Tout de même, notre vieil ami Doug Casey est d’avis qu’il faut y réfléchir à deux fois avant d’acheter des actions brésiliennes :

« Environ 400 entreprises sont cotées sur la principale place brésilienne, Bovespa, pour une capitalisation boursière totale d’environ 1 200 milliards de dollars. Les plus grosses sont de loin la minière de fer Vale et Petrobras, la pétrolière nationale, contrôlée par l’Etat ».

« Ces deux valeurs, ainsi que 27 autres actions brésiliennes, s’échangent aux Etats-Unis. Historiquement, elles ont toujours coté moins cher que leurs homologues étrangères à cause des problèmes bien connus du pays — impôts élevés, bureaucratie lourde, restrictions coûteuses à l’importation, criminalité élevée, population sous-éduquée et infrastructures insuffisantes ».

« Le Brésil s’en sort bien, mais il reste à la traîne de ses homologues d’Amérique latine. Ces 10 dernières années, les bénéfices des entreprises de la région ont grimpé en moyenne de 18% par an. Les pays ayant enregistré les taux de croissance des revenus les plus élevés sont le Pérou (28%), la Colombie (23%), le Chili (13%) et le Mexique (12%). Le Brésil termine la liste avec une croissance de11%. Durant cette période, les actions latino-américaines ont atteint en moyenne un PER de 10. Le plus cher […] est le Chili, avec 15, suivi par le Mexique, la Colombie et le Pérou, avec des PER de 12. Historiquement, le Brésil s’échange moins cher, avec un PER moyen de 8. J’attribue cela à la structure régulatrice et fiscale du pays ».
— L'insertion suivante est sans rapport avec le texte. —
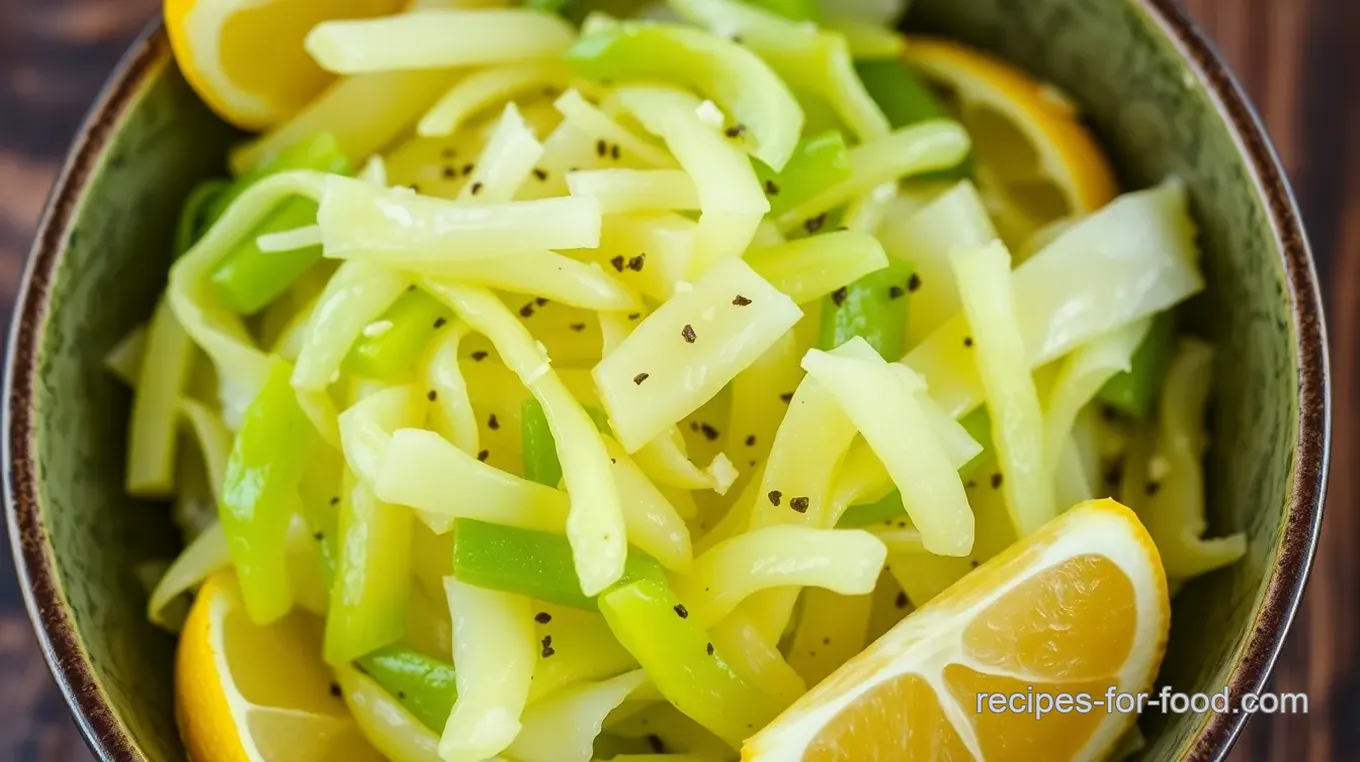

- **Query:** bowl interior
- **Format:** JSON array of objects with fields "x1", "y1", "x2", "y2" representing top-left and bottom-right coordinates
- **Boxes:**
[{"x1": 11, "y1": 0, "x2": 1319, "y2": 761}]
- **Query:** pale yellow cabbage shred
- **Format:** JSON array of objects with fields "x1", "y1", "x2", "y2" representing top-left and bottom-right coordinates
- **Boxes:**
[
  {"x1": 675, "y1": 527, "x2": 888, "y2": 626},
  {"x1": 458, "y1": 103, "x2": 544, "y2": 205},
  {"x1": 593, "y1": 260, "x2": 802, "y2": 452},
  {"x1": 802, "y1": 350, "x2": 974, "y2": 557},
  {"x1": 439, "y1": 577, "x2": 539, "y2": 762},
  {"x1": 952, "y1": 241, "x2": 1058, "y2": 536},
  {"x1": 424, "y1": 279, "x2": 627, "y2": 595},
  {"x1": 506, "y1": 669, "x2": 647, "y2": 762},
  {"x1": 306, "y1": 8, "x2": 575, "y2": 75},
  {"x1": 567, "y1": 169, "x2": 699, "y2": 215},
  {"x1": 416, "y1": 61, "x2": 570, "y2": 137},
  {"x1": 617, "y1": 87, "x2": 770, "y2": 275}
]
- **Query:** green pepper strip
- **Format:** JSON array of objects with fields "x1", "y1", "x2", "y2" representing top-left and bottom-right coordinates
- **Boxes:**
[
  {"x1": 322, "y1": 483, "x2": 415, "y2": 664},
  {"x1": 744, "y1": 0, "x2": 821, "y2": 23},
  {"x1": 752, "y1": 129, "x2": 850, "y2": 216},
  {"x1": 211, "y1": 133, "x2": 350, "y2": 314},
  {"x1": 174, "y1": 178, "x2": 231, "y2": 257},
  {"x1": 358, "y1": 646, "x2": 458, "y2": 733},
  {"x1": 600, "y1": 580, "x2": 779, "y2": 748},
  {"x1": 817, "y1": 261, "x2": 913, "y2": 362},
  {"x1": 1096, "y1": 310, "x2": 1176, "y2": 420},
  {"x1": 344, "y1": 290, "x2": 454, "y2": 381},
  {"x1": 520, "y1": 397, "x2": 562, "y2": 488},
  {"x1": 520, "y1": 397, "x2": 609, "y2": 488},
  {"x1": 453, "y1": 518, "x2": 664, "y2": 611},
  {"x1": 298, "y1": 446, "x2": 344, "y2": 591},
  {"x1": 854, "y1": 59, "x2": 972, "y2": 181},
  {"x1": 218, "y1": 359, "x2": 313, "y2": 625}
]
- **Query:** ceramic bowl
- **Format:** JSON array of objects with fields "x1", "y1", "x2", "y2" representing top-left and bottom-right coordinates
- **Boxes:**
[{"x1": 4, "y1": 0, "x2": 1330, "y2": 762}]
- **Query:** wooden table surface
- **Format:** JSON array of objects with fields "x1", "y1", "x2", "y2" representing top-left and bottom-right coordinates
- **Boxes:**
[{"x1": 0, "y1": 0, "x2": 1360, "y2": 762}]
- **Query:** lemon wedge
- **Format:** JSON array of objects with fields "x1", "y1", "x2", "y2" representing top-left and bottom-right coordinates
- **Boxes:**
[
  {"x1": 165, "y1": 0, "x2": 401, "y2": 129},
  {"x1": 906, "y1": 38, "x2": 1118, "y2": 249},
  {"x1": 174, "y1": 573, "x2": 382, "y2": 762},
  {"x1": 743, "y1": 499, "x2": 1170, "y2": 762}
]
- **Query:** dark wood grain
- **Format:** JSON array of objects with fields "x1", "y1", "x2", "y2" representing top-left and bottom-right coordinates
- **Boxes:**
[{"x1": 0, "y1": 0, "x2": 1360, "y2": 762}]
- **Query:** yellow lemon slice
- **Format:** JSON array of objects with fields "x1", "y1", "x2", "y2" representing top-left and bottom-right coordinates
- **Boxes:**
[
  {"x1": 165, "y1": 0, "x2": 401, "y2": 129},
  {"x1": 906, "y1": 38, "x2": 1118, "y2": 248},
  {"x1": 174, "y1": 573, "x2": 381, "y2": 762},
  {"x1": 743, "y1": 499, "x2": 1170, "y2": 762}
]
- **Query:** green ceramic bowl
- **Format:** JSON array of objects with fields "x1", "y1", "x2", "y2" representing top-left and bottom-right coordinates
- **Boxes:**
[{"x1": 4, "y1": 0, "x2": 1330, "y2": 761}]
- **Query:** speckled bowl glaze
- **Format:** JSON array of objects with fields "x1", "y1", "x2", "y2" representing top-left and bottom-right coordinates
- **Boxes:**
[{"x1": 4, "y1": 0, "x2": 1330, "y2": 762}]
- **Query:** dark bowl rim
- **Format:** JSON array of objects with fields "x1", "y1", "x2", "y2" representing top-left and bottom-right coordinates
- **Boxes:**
[{"x1": 0, "y1": 0, "x2": 1331, "y2": 762}]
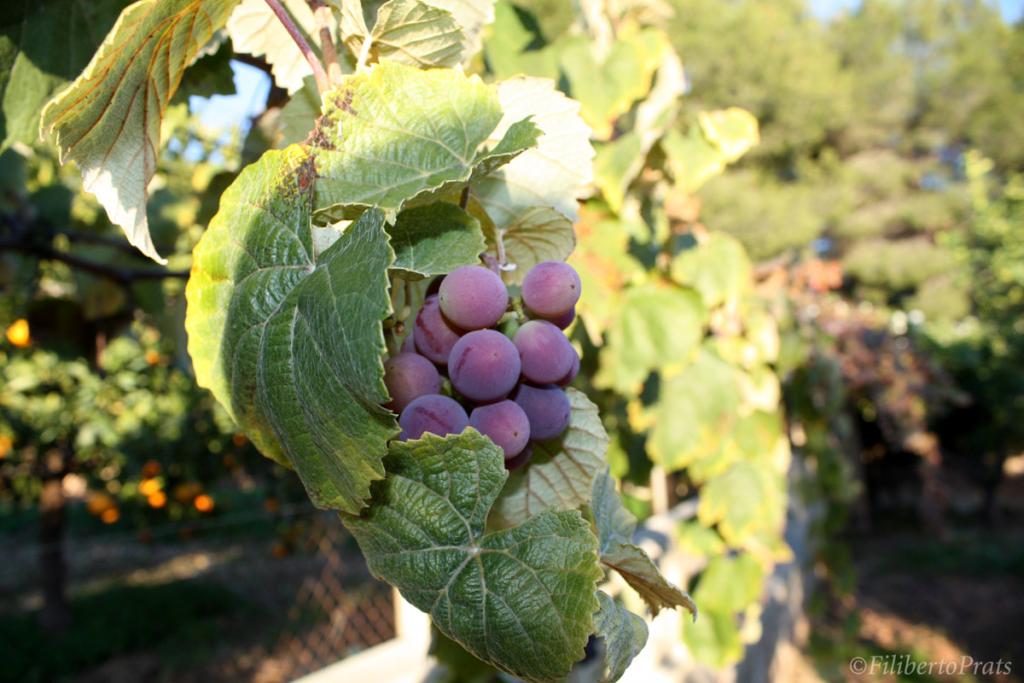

« Selon le rapport Doing Business 2011 de la Banque mondiale, le Brésil est arrivée 127ème sur 183 pays pour l’accueil fait aux entreprises. Le Mexique est 35ème et le Chili 43ème. Le Brésil se classe particulièrement mal dans les catégories liées au lancement d’une entreprise, l’enregistrement de la propriété, les impôts et la fermeture d’une société. C’est kafkaïen ici comme dans de nombreux autres pays du Tiers monde — dans le sens où ils rendent presque impossible le fait de lancer une entreprise ».

« En se basant sur tout cela, je n’imagine pas acheter de valeurs brésiliennes ».

« Vale », a dit notre homme à Sao Paulo, sans contredire complètement Doug… mais en trouvant ce qu’il pense être un diamant parmi les graviers de la route :

« Nous sommes baissiers sur les valeurs brésiliennes également. Mais nous aimons Vale. Elle ne se vend qu’à sept fois les bénéfices. Et le rendement est de 5%. On ne peut pas faire mieux ».

Vale est bien entendu un grand producteur de matières premières. Ces dernières sont en disgrâce en ce moment, tout comme les entreprises qui les extraient du sol. Les matières premières sont également extrêmement cycliques. De sorte qu’un investisseur pourrait raisonnablement espérer qu’un retournement du marché des ressources naturelles — qui doit se produire un jour — mènera à une hausse du prix de Vale. Il pourrait aussi ne pas s’en soucier. Tant que le rendement tient, il pourrait être parfaitement heureux, quelle que soit les tempêtes s’abattant sur le prix des actions.

Ou il pourrait être frappé par la foudre.